METHODS We studied 54 unrelated affected subjects, each with a BMPR2 mutation.  Mutations were analyzed for nonsense-mediated decay (NMD) activity, and DNAs were genotyped for functional polymorphisms in metabolic pathways suspected to interact with the BMPR2 pathway.  NMD active mutations were designated haploinsufficient (HI), and NMD absent mutations designated as potentially dominant negative (DN).

RESULTS: Affected subjects with a potentially DN mutation had a 12 year younger AAD, while those with 2 or more alleles of the Transforming Growth Factor β Pathway polymorphisms studied (TGFβ1 C-509T and TGFβ1 codon 10 (T29C)) had an 11 year younger AAD.  Those with potentially DN mutations plus ≥2 active TGFβ1 SNP alleles had a 15 year younger AAD.  In addition, subjects with a potentially DN BMPR2 mutation and the more active TGFβ1SNP alleles had a 4.8-fold higher risk of a younger AAD when controlling for polymorphisms associated with diminished nitric oxide production.
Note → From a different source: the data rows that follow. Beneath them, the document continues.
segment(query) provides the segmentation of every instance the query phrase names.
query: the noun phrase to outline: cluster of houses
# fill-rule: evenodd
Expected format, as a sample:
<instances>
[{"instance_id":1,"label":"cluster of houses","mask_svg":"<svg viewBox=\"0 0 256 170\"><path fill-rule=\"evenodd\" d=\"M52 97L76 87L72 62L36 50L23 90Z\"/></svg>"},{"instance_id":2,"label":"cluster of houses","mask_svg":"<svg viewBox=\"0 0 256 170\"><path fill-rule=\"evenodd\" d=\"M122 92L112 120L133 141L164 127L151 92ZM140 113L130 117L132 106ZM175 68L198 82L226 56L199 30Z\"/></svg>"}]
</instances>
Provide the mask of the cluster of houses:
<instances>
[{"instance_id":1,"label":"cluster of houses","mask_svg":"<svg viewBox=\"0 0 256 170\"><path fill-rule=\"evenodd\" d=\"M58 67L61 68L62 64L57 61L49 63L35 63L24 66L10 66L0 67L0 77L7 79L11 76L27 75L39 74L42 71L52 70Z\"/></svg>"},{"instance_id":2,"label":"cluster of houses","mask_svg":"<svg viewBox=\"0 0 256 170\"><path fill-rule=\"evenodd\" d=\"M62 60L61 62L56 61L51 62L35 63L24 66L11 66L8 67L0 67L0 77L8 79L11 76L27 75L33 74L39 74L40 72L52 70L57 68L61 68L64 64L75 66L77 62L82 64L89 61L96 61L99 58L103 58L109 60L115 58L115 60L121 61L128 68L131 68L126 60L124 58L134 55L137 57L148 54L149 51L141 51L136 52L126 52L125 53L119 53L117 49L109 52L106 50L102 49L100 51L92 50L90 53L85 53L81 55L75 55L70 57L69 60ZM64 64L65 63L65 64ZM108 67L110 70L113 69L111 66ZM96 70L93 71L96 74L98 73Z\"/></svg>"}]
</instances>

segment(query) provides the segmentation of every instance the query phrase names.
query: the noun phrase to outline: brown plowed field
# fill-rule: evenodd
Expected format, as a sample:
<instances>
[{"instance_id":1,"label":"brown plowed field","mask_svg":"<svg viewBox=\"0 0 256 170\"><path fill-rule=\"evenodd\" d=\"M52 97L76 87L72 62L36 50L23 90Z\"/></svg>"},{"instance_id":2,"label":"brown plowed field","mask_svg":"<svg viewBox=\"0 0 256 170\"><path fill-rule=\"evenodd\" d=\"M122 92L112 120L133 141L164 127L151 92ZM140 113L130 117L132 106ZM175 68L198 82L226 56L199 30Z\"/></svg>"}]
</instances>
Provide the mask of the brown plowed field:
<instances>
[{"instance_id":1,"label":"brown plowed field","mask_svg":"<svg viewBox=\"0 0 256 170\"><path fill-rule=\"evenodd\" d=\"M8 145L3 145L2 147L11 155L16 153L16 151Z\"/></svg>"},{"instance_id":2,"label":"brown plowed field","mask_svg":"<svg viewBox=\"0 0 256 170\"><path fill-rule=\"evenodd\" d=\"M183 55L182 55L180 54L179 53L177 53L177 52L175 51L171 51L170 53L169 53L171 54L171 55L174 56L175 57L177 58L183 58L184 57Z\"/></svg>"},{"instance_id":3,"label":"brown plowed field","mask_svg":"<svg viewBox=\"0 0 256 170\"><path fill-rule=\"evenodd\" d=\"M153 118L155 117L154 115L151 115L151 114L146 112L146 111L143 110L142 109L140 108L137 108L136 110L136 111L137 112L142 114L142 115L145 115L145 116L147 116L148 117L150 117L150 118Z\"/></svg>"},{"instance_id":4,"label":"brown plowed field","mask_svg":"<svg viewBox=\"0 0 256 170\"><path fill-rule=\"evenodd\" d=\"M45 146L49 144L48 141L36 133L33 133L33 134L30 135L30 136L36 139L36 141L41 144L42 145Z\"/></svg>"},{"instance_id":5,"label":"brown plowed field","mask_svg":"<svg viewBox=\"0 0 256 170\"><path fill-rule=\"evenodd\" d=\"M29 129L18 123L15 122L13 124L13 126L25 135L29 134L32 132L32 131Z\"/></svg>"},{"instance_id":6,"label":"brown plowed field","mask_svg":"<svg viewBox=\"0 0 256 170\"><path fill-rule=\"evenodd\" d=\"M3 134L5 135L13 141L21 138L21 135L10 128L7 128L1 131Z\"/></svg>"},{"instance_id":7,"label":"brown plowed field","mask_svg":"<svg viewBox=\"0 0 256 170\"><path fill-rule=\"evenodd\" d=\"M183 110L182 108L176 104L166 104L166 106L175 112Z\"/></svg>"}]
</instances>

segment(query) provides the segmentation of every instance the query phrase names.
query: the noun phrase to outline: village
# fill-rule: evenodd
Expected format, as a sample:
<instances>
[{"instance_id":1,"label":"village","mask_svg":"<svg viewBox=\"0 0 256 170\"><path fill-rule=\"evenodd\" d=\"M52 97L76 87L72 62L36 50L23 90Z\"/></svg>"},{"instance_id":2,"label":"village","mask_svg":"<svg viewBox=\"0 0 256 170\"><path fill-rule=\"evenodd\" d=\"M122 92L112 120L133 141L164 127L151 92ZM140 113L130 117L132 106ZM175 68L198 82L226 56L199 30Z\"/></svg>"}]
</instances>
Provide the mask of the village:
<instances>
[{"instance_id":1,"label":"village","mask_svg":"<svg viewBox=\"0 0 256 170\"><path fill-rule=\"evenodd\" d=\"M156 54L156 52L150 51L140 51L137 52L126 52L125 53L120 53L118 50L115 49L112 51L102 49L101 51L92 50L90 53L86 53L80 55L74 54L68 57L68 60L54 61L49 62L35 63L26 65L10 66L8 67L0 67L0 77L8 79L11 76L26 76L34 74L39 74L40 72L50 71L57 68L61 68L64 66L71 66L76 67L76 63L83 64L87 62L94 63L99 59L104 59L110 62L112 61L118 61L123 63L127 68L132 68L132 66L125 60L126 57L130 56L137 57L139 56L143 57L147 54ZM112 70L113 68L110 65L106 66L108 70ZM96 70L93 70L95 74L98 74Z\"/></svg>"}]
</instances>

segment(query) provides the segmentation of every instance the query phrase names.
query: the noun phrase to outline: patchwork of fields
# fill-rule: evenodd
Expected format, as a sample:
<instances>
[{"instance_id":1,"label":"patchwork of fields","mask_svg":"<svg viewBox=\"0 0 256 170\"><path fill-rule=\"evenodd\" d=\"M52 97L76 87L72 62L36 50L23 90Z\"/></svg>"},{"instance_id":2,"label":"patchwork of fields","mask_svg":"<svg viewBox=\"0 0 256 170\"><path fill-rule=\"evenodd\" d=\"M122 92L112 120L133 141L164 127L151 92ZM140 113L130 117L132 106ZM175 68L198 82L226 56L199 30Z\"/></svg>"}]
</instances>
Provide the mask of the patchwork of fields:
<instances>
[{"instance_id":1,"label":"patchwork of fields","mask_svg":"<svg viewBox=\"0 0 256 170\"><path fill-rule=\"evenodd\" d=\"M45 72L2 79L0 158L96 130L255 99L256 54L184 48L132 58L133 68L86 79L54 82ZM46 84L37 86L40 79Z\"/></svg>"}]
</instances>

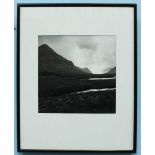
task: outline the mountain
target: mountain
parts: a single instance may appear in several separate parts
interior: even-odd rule
[[[86,73],[91,73],[91,71],[89,70],[89,68],[81,68],[84,72]]]
[[[88,74],[57,54],[48,45],[43,44],[38,48],[39,74],[54,74],[60,76]],[[88,70],[87,70],[88,71]]]
[[[110,71],[107,72],[107,74],[114,74],[116,73],[116,67],[113,67],[110,69]]]
[[[91,73],[91,71],[89,70],[89,68],[80,68],[80,67],[78,67],[81,71],[83,71],[83,72],[85,72],[85,73],[90,73],[90,74],[92,74]]]

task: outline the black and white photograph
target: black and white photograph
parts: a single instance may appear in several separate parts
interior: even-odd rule
[[[38,36],[39,113],[116,113],[116,36]]]
[[[136,9],[18,6],[19,152],[136,151]]]

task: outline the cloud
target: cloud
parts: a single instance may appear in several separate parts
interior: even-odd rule
[[[39,36],[38,44],[49,45],[76,66],[96,74],[116,66],[115,36]]]

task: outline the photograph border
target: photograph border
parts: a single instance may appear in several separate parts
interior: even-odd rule
[[[20,8],[21,7],[132,7],[134,8],[134,133],[132,150],[41,150],[21,149],[20,141]],[[103,152],[136,153],[137,148],[137,4],[116,3],[18,3],[17,4],[17,151],[18,152]]]

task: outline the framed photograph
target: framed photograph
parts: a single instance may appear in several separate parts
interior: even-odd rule
[[[19,4],[18,151],[135,152],[136,4]]]

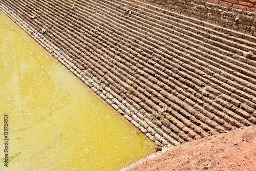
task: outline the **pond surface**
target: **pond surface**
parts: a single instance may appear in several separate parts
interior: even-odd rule
[[[154,152],[153,142],[1,11],[0,100],[1,170],[116,170]]]

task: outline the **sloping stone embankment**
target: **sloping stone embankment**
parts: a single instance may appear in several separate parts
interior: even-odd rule
[[[256,123],[255,37],[137,1],[0,10],[159,145]]]

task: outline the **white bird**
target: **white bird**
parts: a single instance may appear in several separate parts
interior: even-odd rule
[[[42,28],[42,34],[44,34],[44,33],[45,33],[46,32],[46,30],[45,29],[45,28]]]
[[[35,14],[31,16],[31,18],[35,18],[35,17],[36,17],[36,14]]]
[[[132,14],[132,11],[131,11],[131,10],[128,10],[124,12],[124,14],[123,14],[123,15],[124,15],[124,17],[129,17],[131,15],[131,14]]]

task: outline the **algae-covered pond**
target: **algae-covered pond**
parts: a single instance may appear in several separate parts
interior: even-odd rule
[[[0,100],[1,170],[116,170],[154,151],[152,141],[1,11]]]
CONCLUSIONS: NMD status and genetic polymorphisms in signaling pathways related to BMPR2 modulate disease expression in BMPR2 mutation carriers.  Potentially DN mutations cause an earlier age at diagnosis than HI mutations, perhaps via a more deleterious effect on BMPR2 expression.  Polymorphisms that increase TGFβ pathway activity amplify this effect.